In terms of location, referring to the recent study by Rwanda Biomedical Centre (2018 Rwanda Mental Health), City of Kigali has the highest prevalence compared to other provinces followed by Western Province.

In Rwanda, at least there is a mental health facility unit that has been set up in hospitals. There are also local initiatives availing any help related to mental disorders.
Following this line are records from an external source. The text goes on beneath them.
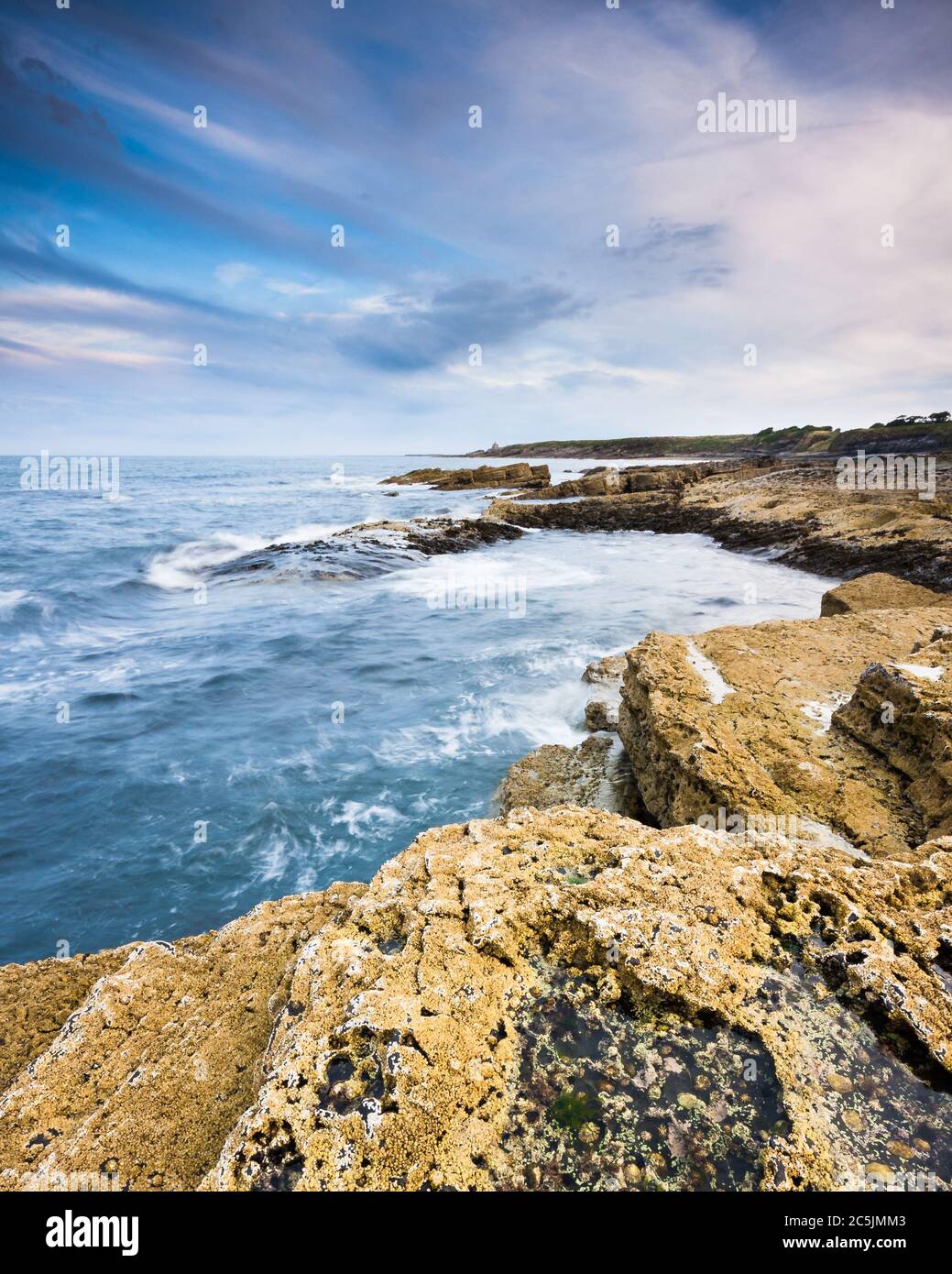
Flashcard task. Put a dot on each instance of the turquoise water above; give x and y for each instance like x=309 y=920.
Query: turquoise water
x=240 y=735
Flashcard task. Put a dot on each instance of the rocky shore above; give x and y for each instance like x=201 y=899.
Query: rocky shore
x=793 y=510
x=709 y=948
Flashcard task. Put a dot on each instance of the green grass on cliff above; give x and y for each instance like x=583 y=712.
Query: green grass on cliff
x=909 y=434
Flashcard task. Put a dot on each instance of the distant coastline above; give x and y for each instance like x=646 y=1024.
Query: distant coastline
x=932 y=434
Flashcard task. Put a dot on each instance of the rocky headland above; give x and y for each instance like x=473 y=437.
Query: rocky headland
x=707 y=948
There are about 2,000 clinical psychologists fully trained to handle different mental disorders. Nurses and psychiatrists are also trained in mental health disorders.

In every District, there is at least one psychologist; in total, there are 28 physiologists in all 30 Districts.

Whereas, in every referral hospital, there is also one psychologist and with every health centre there are three psychologists as well.

A closer look at PTSD

According to experts, anyone who has experienced or witnessed a situation that involves the possibility of death or serious injury, or who learns that a close family member or friend has experienced a traumatic event, can develop a post-traumatic stress disorder.

Master Dean Siminoff, president of Martial Arts for Justice and creator of the Enhanced Resilience Training, says a traumatic event can leave people with many symptoms, but it is important to understand the cause of these symptoms and how the body’s nervous system reacted during this traumatic event.

He explains that when trauma happens, our nervous system is designed to fight or freeze. Traumatic symptoms after an event are generally related to the freeze or immobility response of our nervous system and this is sometimes what is referred to as PTSD.

PTSD has become a common diagnosis. One question we can ask is why do some people ‘bounce back’ more quickly than others from a traumatic event? he says.

Siminoff consequently adds that this happens because people are different noting that the ones with a resilient nervous system tend to bounce back quickly from trauma.

He also notes that often someone suffering from trauma symptoms has a nervous system which is in a state of activation that is either heightened or depressed.

“In Enhanced Resilience Training, the goal is to virtually reset their nervous system to a healthy state of responding more naturally to daily life,” he says.

Enhanced Resilience Training incorporates some traditional trauma therapies with mind body exercises, deep breathing techniques and empowerment exercises.

In a 2012 social psychiatry and psychiatric epidemiology study in Rwanda, PTSD was still highly prevalent in the Rwandan population, 18 years after the 1994 Genocide against the Tutsi.

The study indicated that PSTD was strongly associated with depression, with manifestations of psychic trauma.

Experts say not every traumatised person develops ongoing chronic or even short-term acute PTSD, and that not everyone with PTSD has been through a traumatising experience. Some experiences, like the sudden death of a loved one can cause PTSD.

The symptoms, they say usually begin early, within three months of the traumatic incident, but sometimes, they begin years later, and that these symptoms always last longer than a month and can be severe enough to have effects such as interfering with relationships.